Irreverent leader of the Sixties Yippies

Born: April 9, 1932;

Died: July 21, 2019.

IN 1958 Paul Krassner, who has died aged 87, founded the magazine, The Realist, which sought to shock and provoke Middle America. Within a decade it had a readership in excess of 100,000 and was highly influential in America’s social and cultural debate, questioning in strident terms the established opinion and notably championing the use of oral contraceptives. Later, he vehemently opposed America’s involvement in the Vietnam War.

Krassner was unashamedly setting new and controversial standards for youth and the parameters by which they should live. In 1967 he founded the Yippie movement, which formulated organised resistance to conventional thinking. He was a free-wheeling buccaneer and a leading character in the American Sixties ‘Peace and Love’ movement, declaring proudly that, “If I had one thing to tell everybody it would be, ‘Do it now.’”

A self-confessed prankster, he delighted in giving two fingers to anything he considered stuffy, ordinary and conventional, and in the grand social gesture, like nominating a pig for president, attempting to levitate the Pentagon and throwing dollar bills onto the New York Stock Exchange floor. Perhaps his most notorious stunt was an anti-war festival at the 1968 Democratic National Convention in Chicago. He conceived a scheme to put LSD into the water supply and dose all the party delegates. It did not work but his protest escalated into a bloody and violent street battle. Ironically, he was later called as a defence witness at the trial of those who had been arrested; before going into court he took a large dose of LSD and hallucinated throughout his time in the witness box.
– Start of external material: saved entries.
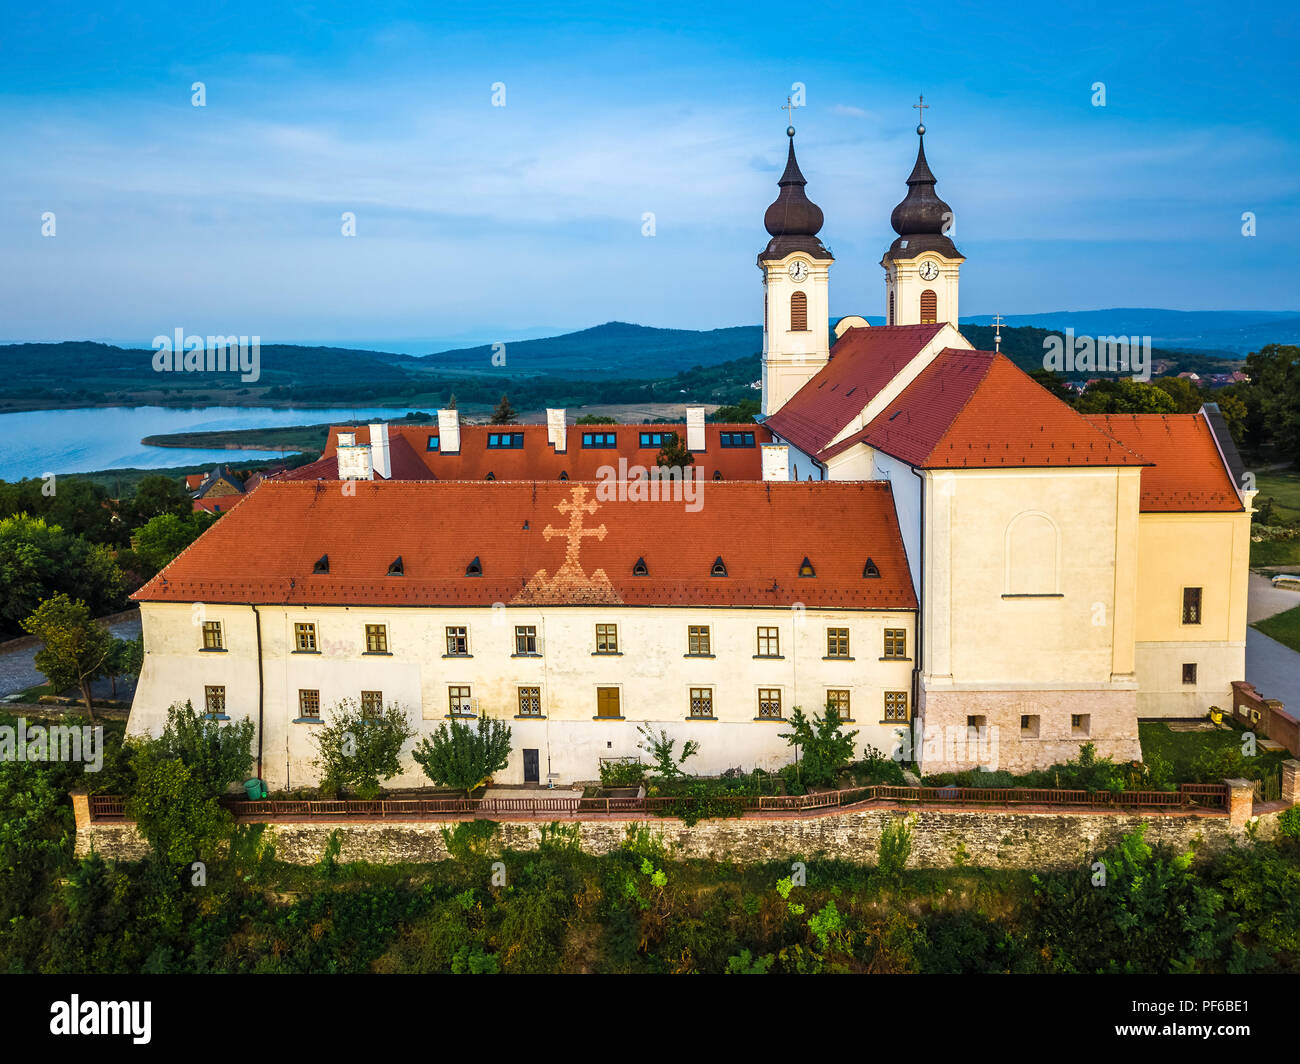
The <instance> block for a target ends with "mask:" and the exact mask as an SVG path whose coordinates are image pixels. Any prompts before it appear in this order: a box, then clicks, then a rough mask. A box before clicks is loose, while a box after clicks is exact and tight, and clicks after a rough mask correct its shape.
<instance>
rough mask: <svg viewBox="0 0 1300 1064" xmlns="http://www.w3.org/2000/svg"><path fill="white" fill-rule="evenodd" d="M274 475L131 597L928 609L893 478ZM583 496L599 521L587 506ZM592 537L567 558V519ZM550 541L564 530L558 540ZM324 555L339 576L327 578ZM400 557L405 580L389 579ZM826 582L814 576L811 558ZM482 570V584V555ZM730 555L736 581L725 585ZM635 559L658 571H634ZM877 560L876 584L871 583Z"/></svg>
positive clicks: (292, 602)
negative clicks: (915, 578)
mask: <svg viewBox="0 0 1300 1064" xmlns="http://www.w3.org/2000/svg"><path fill="white" fill-rule="evenodd" d="M354 483H355V485H356V492H355V494H354V493H343V492H342V490H339V485H337V484H325V483H320V481H286V480H268V481H265V483H264V484H263V485H261V486H260V488H259V489H257V490H256V492H253V493H252V494H248V496H246V497H244V499H243V502H242V503H240V505H239V506H238V507H237V509H235V510H233V511H231V512H230V514H227V515H226V516H224V518H222V519H221V520H220V522H217V523H216V524H214V525H213V527H212V528H211V529H209V531H207V532H205V533H203V536H200V537H199V539H198V540H196V541H195V542H194V544H191V545H190V546H188V548H187V549H186V550H185V552H182V553H181V555H179V557H177V559H175V561H173V562H172V563H170V565H169V566H168V567H166V568H164V570H162V572H161V574H159V575H157V576H155V578H153V579H152V580H151V581H149V583H148V584H146V585H144V587H143V588H140V591H138V592H135V594H134V596H133V598H136V600H139V601H147V602H198V601H201V602H240V604H318V605H326V604H334V605H393V606H433V605H460V606H490V605H493V604H495V602H521V604H536V602H552V604H556V605H582V604H594V602H623V604H627V605H637V606H676V605H684V606H779V607H785V609H789V607H793V606H794V605H796V604H803V605H805V606H809V607H832V609H833V607H840V609H887V610H893V609H915V606H917V598H915V593H914V591H913V587H911V578H910V575H909V570H907V559H906V555H905V552H904V545H902V539H901V536H900V532H898V522H897V518H896V515H894V506H893V496H892V493H891V489H889V485H888V484H887V483H884V481H865V483H818V484H809V483H788V481H783V483H722V484H715V483H710V481H705V483H702V484H701V485H698V486H699V492H701V494H699V497H698V498H699V501H701V502H702V507H701V509H699V510H698V511H695V512H692V511H689V510H686V509H685V506H684V503H682V502H680V501H679V502H672V501H662V502H651V501H630V499H624V501H601V498H598V497H597V489H598V486H599V485H597V484H590V483H586V484H575V483H568V484H562V483H556V481H547V480H542V481H537V483H533V484H529V483H495V484H485V483H473V481H460V483H450V481H425V483H402V481H354ZM575 501H576V502H578V503H581V505H582V506H584V507H585V509H584V510H582V511H581V512H580V514H575V512H573V505H575ZM571 520H576V522H577V523H580V524H581V527H582V528H584V529H585V532H586V535H584V536H582V537H581V539H580V540H577V545H576V548H573V549H572V554H569V553H567V548H568V542H569V537H568V535H567V533H568V531H569V522H571ZM547 529H550V531H547ZM321 555H329V570H330V571H329V574H321V575H313V572H312V568H313V566H315V563H316V561H317V559H318V558H320V557H321ZM399 555H400V558H402V562H403V568H404V575H402V576H389V575H386V574H387V570H389V566H390V565H391V562H393V561H394V559H395V558H398V557H399ZM805 555H806V557H807V558H809V559H810V561H811V563H813V566H814V567H815V570H816V575H815V576H814V578H802V579H801V578H800V576H798V570H800V563H801V562H802V559H803V557H805ZM476 557H477V558H478V559H480V562H481V566H482V575H481V576H467V575H465V567H467V566H468V565H469V563H471V561H472V559H473V558H476ZM718 557H722V559H723V562H724V563H725V566H727V574H728V575H727V576H711V575H710V572H711V568H712V565H714V561H715V558H718ZM638 558H643V559H645V562H646V566H647V568H649V574H647V575H646V576H634V575H633V572H632V570H633V566H634V565H636V562H637V559H638ZM868 558H871V559H872V561H874V562H875V563H876V566H878V567H879V571H880V576H879V578H865V576H863V567H865V566H866V562H867V559H868Z"/></svg>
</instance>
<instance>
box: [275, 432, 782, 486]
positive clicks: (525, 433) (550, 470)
mask: <svg viewBox="0 0 1300 1064" xmlns="http://www.w3.org/2000/svg"><path fill="white" fill-rule="evenodd" d="M341 432H355V433H356V442H357V444H369V442H370V427H369V425H330V431H329V441H328V442H326V445H325V450H324V453H322V454H321V458H320V459H318V460H317V462H312V463H309V464H307V466H299V467H298V468H296V470H290V471H289V472H287V473H283V475H282V476H281V479H282V480H318V479H324V480H337V479H338V460H337V458H335V455H337V451H338V433H341ZM499 432H521V433H524V446H523V447H499V449H498V447H493V449H490V447H489V446H487V437H489V434H490V433H499ZM584 432H612V433H615V438H616V441H617V446H616V447H584V446H582V433H584ZM642 432H676V433H677V436H679V437H680V438H681V440H682V441H685V438H686V427H685V425H684V424H676V425H569V427H568V436H567V450H565V451H564V453H563V454H556V453H555V449H554V447H552V446H551V445H550V442H549V441H547V436H546V425H467V424H461V425H460V453H459V454H443V453H441V451H430V450H428V446H426V445H428V438H429V437H430V436H437V434H438V427H437V425H389V454H390V464H391V471H393V476H391V477H390V479H391V480H484V479H485V477H486V476H487V473H489V472H490V473H491V475H493V479H494V480H558V479H559V475H560V472H564V473H567V475H568V479H569V480H594V479H597V476H598V471H599V470H601V467H603V466H614V467H615V468H617V466H619V458H620V457H621V458H625V459H627V462H628V466H629V467H630V466H645V467H647V468H649V467H653V466H654V460H655V455H658V453H659V449H658V447H642V446H641V433H642ZM723 432H751V433H754V446H753V447H724V446H722V442H720V436H722V433H723ZM771 441H772V433H771V432H768V431H767V429H766V428H763V427H762V425H755V424H748V425H731V424H722V423H708V424H706V425H705V450H703V451H695V455H694V457H695V462H694V466H695V468H698V470H701V472H702V475H703V476H705V477H706V479H707V480H712V476H714V472H720V473H722V477H723V480H762V476H763V458H762V451H761V450H759V447H761V446H762V445H763V444H770V442H771Z"/></svg>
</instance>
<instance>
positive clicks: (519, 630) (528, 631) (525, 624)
mask: <svg viewBox="0 0 1300 1064" xmlns="http://www.w3.org/2000/svg"><path fill="white" fill-rule="evenodd" d="M515 653H516V654H536V653H537V626H536V624H516V626H515Z"/></svg>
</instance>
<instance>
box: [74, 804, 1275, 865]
mask: <svg viewBox="0 0 1300 1064" xmlns="http://www.w3.org/2000/svg"><path fill="white" fill-rule="evenodd" d="M905 816H911V817H913V825H911V826H913V855H911V860H910V862H909V865H910V866H914V868H918V866H919V868H952V866H956V865H975V866H987V868H1004V869H1043V870H1048V869H1063V868H1076V866H1079V865H1080V864H1086V862H1088V861H1091V860H1092V858H1093V857H1095V855H1096V853H1099V852H1100V851H1102V849H1105V848H1106V847H1109V845H1110V844H1112V843H1114V842H1115V840H1118V839H1119V836H1121V835H1122V834H1125V832H1127V831H1132V830H1134V829H1135V827H1136V826H1138V825H1141V823H1145V825H1147V839H1148V842H1151V843H1167V844H1170V845H1173V847H1175V848H1178V849H1187V848H1192V847H1195V848H1196V851H1197V853H1199V855H1201V856H1205V855H1210V853H1216V852H1218V851H1222V849H1225V848H1226V847H1227V845H1230V843H1231V842H1232V839H1236V838H1242V830H1240V829H1239V827H1234V826H1232V823H1231V822H1230V819H1229V818H1227V817H1225V816H1192V814H1152V816H1141V814H1117V813H1026V812H989V810H982V812H971V810H963V809H914V810H906V809H900V808H881V806H874V808H868V809H855V810H850V812H839V813H828V814H824V816H818V817H807V818H793V817H780V818H776V817H774V818H758V817H745V818H741V819H714V821H702V822H701V823H698V825H695V826H694V827H686V826H685V825H684V823H682V822H681V821H677V819H667V818H664V819H659V818H649V819H632V818H629V819H589V821H567V823H577V825H578V827H580V831H581V840H582V848H584V849H585V851H588V852H589V853H608V852H611V851H614V849H617V847H619V845H620V844H621V842H623V840H624V838H625V836H627V831H628V829H629V827H632V826H636V825H643V826H646V827H649V829H650V830H651V831H655V832H660V834H662V835H663V836H664V838H666V840H667V842H668V844H669V847H671V848H672V849H673V852H675V853H676V856H679V857H686V858H690V857H697V858H708V860H735V861H745V862H754V861H766V860H781V858H787V857H813V856H827V857H839V858H842V860H846V861H853V862H857V864H865V865H872V864H875V860H876V852H878V844H879V842H880V831H881V827H883V826H884V825H885V823H888V822H889V821H891V819H893V818H896V817H905ZM1257 821H1258V823H1257V827H1258V831H1260V835H1261V836H1264V838H1269V836H1271V835H1273V832H1274V831H1275V830H1277V823H1275V821H1277V812H1269V813H1265V814H1264V816H1261V817H1258V818H1257ZM454 825H455V821H441V822H411V821H404V822H348V823H339V822H334V823H320V822H311V823H283V822H281V823H272V825H269V826H268V829H266V835H265V838H266V840H268V842H270V843H273V844H274V847H276V855H277V857H278V858H279V860H282V861H289V862H292V864H313V862H316V861H318V860H320V857H321V853H322V852H324V849H325V843H326V840H328V839H329V835H330V831H334V830H338V831H339V832H341V839H342V852H341V855H339V860H341V861H368V862H373V864H393V862H433V861H439V860H443V858H445V857H446V856H447V852H446V847H445V845H443V840H442V829H443V827H452V826H454ZM543 825H545V821H503V822H500V832H499V835H498V836H497V842H495V847H497V848H511V849H533V848H536V845H537V840H538V836H539V832H541V829H542V826H543ZM91 848H94V849H95V851H96V852H99V853H101V855H104V856H105V857H117V858H120V860H127V861H130V860H138V858H139V857H140V856H143V855H144V853H146V852H147V848H148V844H147V843H146V842H144V840H143V839H142V838H140V836H139V832H138V831H136V830H135V826H134V825H130V823H125V825H123V823H105V822H96V823H88V825H85V826H79V827H78V832H77V853H78V855H85V853H88V852H90V849H91Z"/></svg>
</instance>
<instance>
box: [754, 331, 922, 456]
mask: <svg viewBox="0 0 1300 1064" xmlns="http://www.w3.org/2000/svg"><path fill="white" fill-rule="evenodd" d="M943 328H944V326H943V325H876V326H871V328H866V329H863V328H857V329H849V330H848V332H846V333H845V334H844V336H842V337H840V339H839V341H837V342H836V345H835V347H832V349H831V360H829V362H828V363H827V364H826V366H824V367H823V368H822V369H820V371H818V373H816V376H814V377H813V379H811V380H810V381H809V382H807V384H806V385H803V388H801V389H800V390H798V392H796V393H794V394H793V395H792V397H790V398H789V401H787V403H785V406H783V407H781V408H780V410H777V411H775V412H774V414H771V415H770V416H768V418H767V420H764V421H763V424H764V425H767V427H768V428H770V429H772V432H775V433H776V434H777V436H780V437H781V438H783V440H789V441H790V442H792V444H794V446H797V447H798V449H800V450H802V451H803V453H806V454H813V455H815V454H818V453H819V451H820V450H822V449H823V447H824V446H826V445H827V444H829V442H831V441H832V440H833V438H835V437H836V434H837V433H839V432H842V431H844V427H845V425H846V424H849V421H852V420H853V419H854V418H857V416H858V414H861V412H862V410H863V407H866V405H867V403H868V402H870V401H871V398H872V397H874V395H875V394H876V393H878V392H880V389H881V388H884V386H885V385H887V384H889V381H892V380H893V379H894V377H896V376H898V373H900V372H901V371H902V368H904V367H905V366H906V364H907V363H909V362H911V360H913V359H914V358H915V356H917V355H918V354H919V352H920V350H922V349H923V347H924V346H926V345H927V343H930V341H932V339H933V338H935V336H937V333H939V330H940V329H943Z"/></svg>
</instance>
Paul Krassner was born New York into a middle-class family. His father was a printer, his mother a Russian-born legal secretary. He showed prodigious talent as a violinist and played a Vivaldi concerto at Carnegie Hall aged six. He studied journalism at college but quit to contribute articles to an underground teenage magazine, Mad.

When he initially started The Realist it was conceived as a satirical adult equivalent of Mad and concentrated on sending-up the Washington establishment. It was extreme in its views on politics and gained a wide readership thanks to the zany cartoons and Krassner’s editorials. It also ran authoritative articles and serious interviews with leading personalities of the day. It ran a political column by Norman Mailer and articles by Woody Allen.

Krassner continued to publish the magazine until 1974 and sporadically thereafter as a newsletter. He also wrote the biography of comedian Lenny Bruce, and was the publisher of the pornographic magazine, Hustler. With typical bravado he wrote an article for High Times about the time he persuaded Groucho Marx to try LSD. He published a colourful autobiography (Confessions of a Raving, Unconfined Nut: Misadventures in the Counterculture) of which the New York Times wrote, “Krassner is an expert at ferreting out hypocrisy and absurdism from the more solemn crannies of American culture.”

In 1985 Krassner moved to California where he married the artist Nancy Cain, She and a daughter from a previous marriage survive him.